Rather, reporting entities will just have to provide the exchange product code (usually up to five characters), and the rest of the information making up the AII – exchange code, derivative type, put/call identifier, prompt date and strike price – will be concatenated between the Approved Reporting Mechanisms (ARMs) and the regulator for exchange over the relevant systems.

When news of the AII broke, it caused considerable confusion in the market, with firms fearing they would have to populate the instrument identifier field in transaction reports with a new – very long (up to 47 characters) – code. This would have required a massive reference data project, they reckoned, and the length of the code would have challenged many existing systems and formats. Swift’s new ISO 20022 transaction reporting messages, for example, allow for just 35 characters in the “OtherIdentification” field for financial instruments.

The confusion was compounded by the fact that the AII proposal was unleashed on the market so late in the day, with the MiFID implementation date of November fast approaching. The FSA has allayed concerns on this front also, by confirming that because it and the ARMs for MiFID need to modify their systems to handle the concatenation, reporting impacted by the AII will not be required until some time in 2008, to be defined.

Currently the list of exchanges planning to use the AII – rather than the ISIN – for their derivatives includes the Euronext exchanges, ICE Futures, Eurex and the Athens Derivatives Exchange, according to the FSA, though this list may change. Exchanges with derivatives activity must choose whether they will use the ISIN or the AII for their derivatives; they cannot offer both.

Those market practitioners who were concerned about AII sought clarity on the issue and are certainly pleased to have received it.
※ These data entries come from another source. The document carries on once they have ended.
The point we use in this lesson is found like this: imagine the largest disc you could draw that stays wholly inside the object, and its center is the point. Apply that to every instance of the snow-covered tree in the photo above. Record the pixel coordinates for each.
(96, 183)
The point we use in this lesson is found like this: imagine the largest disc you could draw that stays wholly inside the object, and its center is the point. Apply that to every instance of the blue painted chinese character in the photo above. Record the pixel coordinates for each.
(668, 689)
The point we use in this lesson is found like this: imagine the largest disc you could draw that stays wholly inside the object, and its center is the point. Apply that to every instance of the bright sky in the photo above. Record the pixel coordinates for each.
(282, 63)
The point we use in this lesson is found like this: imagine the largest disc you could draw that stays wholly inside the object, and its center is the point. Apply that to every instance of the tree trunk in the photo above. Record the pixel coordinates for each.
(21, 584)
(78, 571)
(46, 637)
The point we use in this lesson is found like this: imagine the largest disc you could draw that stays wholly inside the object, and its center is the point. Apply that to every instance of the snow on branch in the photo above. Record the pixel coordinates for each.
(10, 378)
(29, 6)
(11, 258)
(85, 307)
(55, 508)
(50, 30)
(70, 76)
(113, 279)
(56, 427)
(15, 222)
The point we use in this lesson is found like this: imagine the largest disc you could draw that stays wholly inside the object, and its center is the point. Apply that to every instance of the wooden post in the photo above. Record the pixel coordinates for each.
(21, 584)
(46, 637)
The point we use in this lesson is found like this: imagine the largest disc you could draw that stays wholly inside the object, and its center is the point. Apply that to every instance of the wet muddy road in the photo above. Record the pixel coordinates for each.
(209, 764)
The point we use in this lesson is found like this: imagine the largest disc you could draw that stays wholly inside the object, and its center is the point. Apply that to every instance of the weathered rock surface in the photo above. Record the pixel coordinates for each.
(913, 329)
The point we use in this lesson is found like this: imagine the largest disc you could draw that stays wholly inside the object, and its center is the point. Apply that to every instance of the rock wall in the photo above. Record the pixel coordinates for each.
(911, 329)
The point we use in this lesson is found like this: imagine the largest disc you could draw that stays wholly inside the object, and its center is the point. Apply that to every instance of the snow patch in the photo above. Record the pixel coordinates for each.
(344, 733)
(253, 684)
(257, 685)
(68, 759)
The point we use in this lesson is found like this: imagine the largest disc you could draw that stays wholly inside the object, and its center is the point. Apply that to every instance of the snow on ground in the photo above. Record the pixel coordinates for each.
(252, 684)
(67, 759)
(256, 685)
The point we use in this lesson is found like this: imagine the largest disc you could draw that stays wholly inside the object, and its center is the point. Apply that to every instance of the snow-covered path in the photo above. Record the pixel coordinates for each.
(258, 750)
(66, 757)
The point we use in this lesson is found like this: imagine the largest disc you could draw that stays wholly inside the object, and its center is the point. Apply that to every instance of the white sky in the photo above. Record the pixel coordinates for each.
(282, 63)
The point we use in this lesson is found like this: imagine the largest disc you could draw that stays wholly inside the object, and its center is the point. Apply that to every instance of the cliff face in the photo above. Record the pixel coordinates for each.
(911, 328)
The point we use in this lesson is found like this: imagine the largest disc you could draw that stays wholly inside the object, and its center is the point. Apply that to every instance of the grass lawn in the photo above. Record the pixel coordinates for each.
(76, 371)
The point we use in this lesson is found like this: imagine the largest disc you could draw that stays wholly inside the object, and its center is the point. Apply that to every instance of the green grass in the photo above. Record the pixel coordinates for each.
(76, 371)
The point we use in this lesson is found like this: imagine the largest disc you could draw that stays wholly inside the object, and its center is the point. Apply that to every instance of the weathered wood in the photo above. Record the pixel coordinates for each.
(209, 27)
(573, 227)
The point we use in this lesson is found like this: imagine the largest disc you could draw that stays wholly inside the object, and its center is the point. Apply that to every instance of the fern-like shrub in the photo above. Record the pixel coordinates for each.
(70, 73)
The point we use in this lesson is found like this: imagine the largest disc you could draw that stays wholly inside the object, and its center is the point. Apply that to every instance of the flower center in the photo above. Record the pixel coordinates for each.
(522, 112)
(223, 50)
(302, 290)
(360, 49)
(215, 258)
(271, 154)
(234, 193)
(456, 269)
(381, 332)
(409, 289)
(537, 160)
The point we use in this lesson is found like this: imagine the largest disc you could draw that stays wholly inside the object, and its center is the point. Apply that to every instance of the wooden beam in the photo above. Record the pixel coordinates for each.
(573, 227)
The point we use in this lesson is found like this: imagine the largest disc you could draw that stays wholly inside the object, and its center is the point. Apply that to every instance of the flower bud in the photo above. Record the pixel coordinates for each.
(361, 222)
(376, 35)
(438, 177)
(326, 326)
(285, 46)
However, the industry is not out of the woods yet when it comes to instrument identification in MiFID transaction reports, they suggest. Crucially, the FSA’s ability to do its due diligence on market activity could be negatively impacted if the data from which it is creating AIIs is inaccurate: sources say the regulator will have to work to ensure market participants are consistent in their provision of data such as the strike price, paying attention to details such as the number of decimal places and ensuring data isn’t out of date because of corporate actions, for example. Otherwise, the FSA could end up creating numerous different representations of the same instrument.

There are also concerns about inconsistencies in the way exchanges issue ISINs – the identifier mandated for use for other instruments under MiFID. Essentially, exchanges issue ISINs at different levels – some at the contract level, some at the option level, for example – which again could negatively impact on the regulators’ ability to be sure of exactly which instruments are being reported on.

Similarly, there are ongoing worries about the use of BICs to identify entities in MiFID transaction reports, since some entities have multiple BICs and theoretically one reporting firm could choose one BIC and another a different one, both referring to the same entity. The industry is calling on the FSA – which has said firms must use either an FSA Reference Number or a BIC (if available, and failing that a consistent internal identifier) – to offer some clarification on this issue.

These reference data-related challenges do not constitute immediate major problems, market participants say, but solutions to them will need to evolve if the FSA is to be able to carry out its due diligence function based on the transaction reports it receives under MiFID.